I went home for Sunday lunch with a young couple, along with two of the lively older SS kids, so we had a fairly noisy afternoon. Then back for Bible Hour in the evening. It was nice to have a rest after a fairly hectic day on Saturday.
Sadly no sleep in on Saturday - it was up and off just after daylight for a trip to Coventry via Leicester. That's a bit like going from home to Geelong via Melbourne. But I needed to get something checked on my car by the dealer I bought it from in Leicester, and at least I was going to the Midlands anyway. I did a nice circular trip - directly east from here to the M25 (London's outer orbital motorway), all the way around including through a tolled tunnel under the Thames, to the M1 motorway... only an hour and 10 mins to get to the opposite side of London, and that was in very good early morning weekend traffic.
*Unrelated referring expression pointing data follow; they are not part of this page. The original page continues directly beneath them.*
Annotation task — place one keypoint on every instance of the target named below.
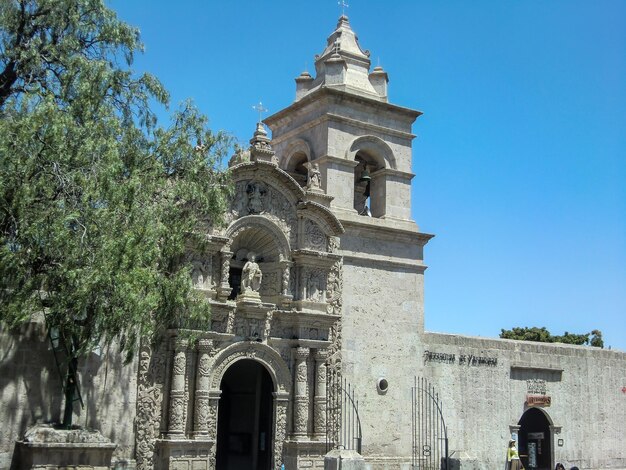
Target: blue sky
(520, 156)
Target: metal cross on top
(343, 4)
(259, 108)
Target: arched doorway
(244, 424)
(535, 445)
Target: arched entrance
(244, 424)
(535, 444)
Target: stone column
(201, 410)
(286, 295)
(281, 401)
(214, 398)
(225, 289)
(319, 399)
(176, 426)
(301, 396)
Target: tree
(544, 336)
(98, 203)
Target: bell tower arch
(342, 120)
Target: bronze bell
(365, 176)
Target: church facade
(316, 282)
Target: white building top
(344, 65)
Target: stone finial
(260, 147)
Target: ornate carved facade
(289, 325)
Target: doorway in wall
(535, 440)
(244, 424)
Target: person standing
(512, 457)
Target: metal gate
(343, 425)
(430, 435)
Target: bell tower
(342, 120)
(342, 133)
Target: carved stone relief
(151, 379)
(315, 238)
(270, 285)
(315, 285)
(254, 197)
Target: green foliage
(542, 335)
(98, 204)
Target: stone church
(317, 338)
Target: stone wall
(31, 392)
(484, 401)
(381, 326)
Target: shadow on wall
(30, 387)
(31, 391)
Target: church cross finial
(343, 4)
(259, 108)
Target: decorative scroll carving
(212, 418)
(230, 322)
(270, 284)
(314, 177)
(268, 325)
(281, 400)
(333, 244)
(314, 237)
(334, 288)
(149, 403)
(177, 391)
(201, 410)
(256, 193)
(319, 401)
(285, 279)
(254, 197)
(301, 401)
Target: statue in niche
(251, 276)
(314, 177)
(256, 194)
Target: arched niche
(281, 381)
(268, 357)
(258, 236)
(372, 155)
(536, 439)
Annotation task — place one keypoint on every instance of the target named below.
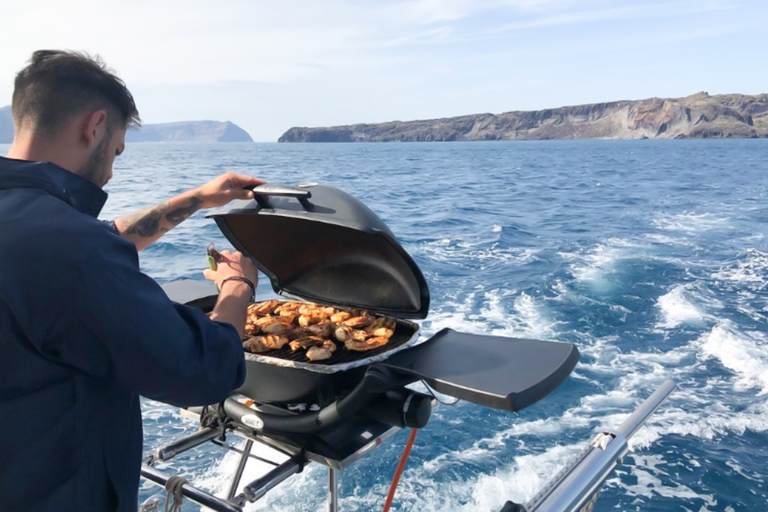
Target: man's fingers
(244, 194)
(249, 180)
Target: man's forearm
(145, 226)
(231, 306)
Then it only took another hour and 20 mins to get all the way north to Leicester.
After the man checked my car, I continued on my circle going south-west down the M69 to Coventry, where it was our monthly orchestra practice for the Messiah, but for the first time with the choir. We nearly filled Grosvenor Rd hall and made a lot of sound!! All good and in tune of course.
Then I drove home down past Warwick to the M40, ending up back at the M25 but on the west side, and home to Shirley. A circle of about 400 miles with 4 motorways passing through about a dozen different counties!!!